Orion will travel about 57,287 miles (92,195 km) beyond the Moon at its farthest point from the Moon on November 25, passing the record set by Apollo 14 for the farthest distance traveled by a spacecraft designed for humans at 248,655 miles (400,171 km) from Earth on Saturday, November 26, and reach its maximum distance from Earth of 268,552 miles (432,193 km) on Monday, November 28.

As of Monday, November 21, a total of 3,715.7 pounds of propellant has been used, 76.2 pounds less than prelaunch expected values. There are 2,112.2 pounds of margin available over what is planned for use during the mission, an increase of 201.7 pounds from prelaunch expected values.

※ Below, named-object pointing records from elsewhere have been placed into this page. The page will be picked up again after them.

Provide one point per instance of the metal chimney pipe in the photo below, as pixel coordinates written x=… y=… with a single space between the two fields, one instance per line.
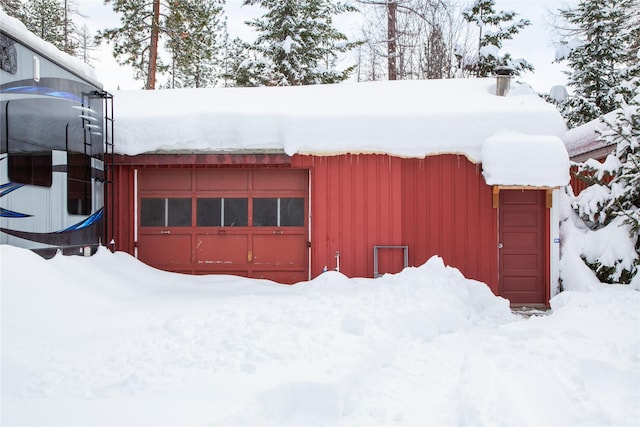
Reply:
x=503 y=80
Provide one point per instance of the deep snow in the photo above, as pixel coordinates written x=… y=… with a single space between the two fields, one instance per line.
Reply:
x=107 y=340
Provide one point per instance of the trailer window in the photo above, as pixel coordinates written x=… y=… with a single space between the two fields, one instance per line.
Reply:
x=78 y=184
x=79 y=188
x=32 y=133
x=30 y=167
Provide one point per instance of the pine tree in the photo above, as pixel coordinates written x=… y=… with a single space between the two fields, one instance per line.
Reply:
x=46 y=19
x=494 y=29
x=614 y=192
x=297 y=43
x=132 y=41
x=13 y=8
x=194 y=31
x=188 y=28
x=602 y=56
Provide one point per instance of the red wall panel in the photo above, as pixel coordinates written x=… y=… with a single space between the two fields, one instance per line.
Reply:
x=439 y=205
x=448 y=212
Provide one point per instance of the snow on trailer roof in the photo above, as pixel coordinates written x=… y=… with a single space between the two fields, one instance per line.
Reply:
x=16 y=29
x=400 y=118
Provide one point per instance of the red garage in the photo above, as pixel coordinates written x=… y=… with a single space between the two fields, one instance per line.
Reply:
x=280 y=183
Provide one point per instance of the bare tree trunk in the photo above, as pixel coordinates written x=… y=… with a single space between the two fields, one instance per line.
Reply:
x=153 y=49
x=392 y=38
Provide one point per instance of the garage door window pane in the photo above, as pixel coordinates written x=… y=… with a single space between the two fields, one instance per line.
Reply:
x=235 y=212
x=265 y=212
x=278 y=212
x=292 y=212
x=209 y=212
x=152 y=212
x=179 y=212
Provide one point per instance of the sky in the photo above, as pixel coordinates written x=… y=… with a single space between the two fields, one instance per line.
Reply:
x=532 y=43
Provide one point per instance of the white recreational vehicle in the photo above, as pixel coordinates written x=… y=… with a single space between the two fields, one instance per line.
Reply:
x=55 y=135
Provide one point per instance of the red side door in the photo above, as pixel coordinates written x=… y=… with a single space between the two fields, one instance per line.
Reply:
x=522 y=246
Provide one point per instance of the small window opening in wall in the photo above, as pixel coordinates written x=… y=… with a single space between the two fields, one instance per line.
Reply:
x=165 y=212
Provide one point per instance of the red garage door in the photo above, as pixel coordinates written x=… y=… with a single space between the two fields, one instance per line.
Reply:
x=248 y=222
x=522 y=246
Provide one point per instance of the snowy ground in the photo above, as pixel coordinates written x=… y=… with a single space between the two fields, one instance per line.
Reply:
x=107 y=340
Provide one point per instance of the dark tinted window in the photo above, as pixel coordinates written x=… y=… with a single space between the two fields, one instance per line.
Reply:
x=292 y=212
x=278 y=212
x=179 y=212
x=152 y=212
x=32 y=168
x=209 y=212
x=78 y=184
x=265 y=212
x=235 y=212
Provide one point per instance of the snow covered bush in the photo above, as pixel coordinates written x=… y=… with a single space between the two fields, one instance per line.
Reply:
x=613 y=198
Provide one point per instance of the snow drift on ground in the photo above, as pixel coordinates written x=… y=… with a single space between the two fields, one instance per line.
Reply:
x=107 y=340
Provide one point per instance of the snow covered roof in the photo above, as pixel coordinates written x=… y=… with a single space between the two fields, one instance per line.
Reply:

Earth is seen rising from behind the Moon’s shadow on this video taken on the sixth day of the Artemis I mission by a digital camera on the tip of one of many photo voltaic array of Orion. The spacecraft had simply accomplished an Outbound Powered Flyby maneuver that introduced it inside 80 miles of area, the closest an unmanned Artemis I mission has ever come, earlier than transferring right into a retrograde orbit. far across the Moon. Credit score: NASA

Shortly after 2:45 p.m. CST on November 21, Orion traveled 216,842 miles (348,973 km) from Earth and 13,444 miles (21,636 km) from the Moon, touring at a pace of pace 3,489 miles per hour (5,615 km per hour).

Observe and observe Orion by means of the Artemis Actual-Time Orbit, or AROW, web site and consider dwell photographs from the spacecraft.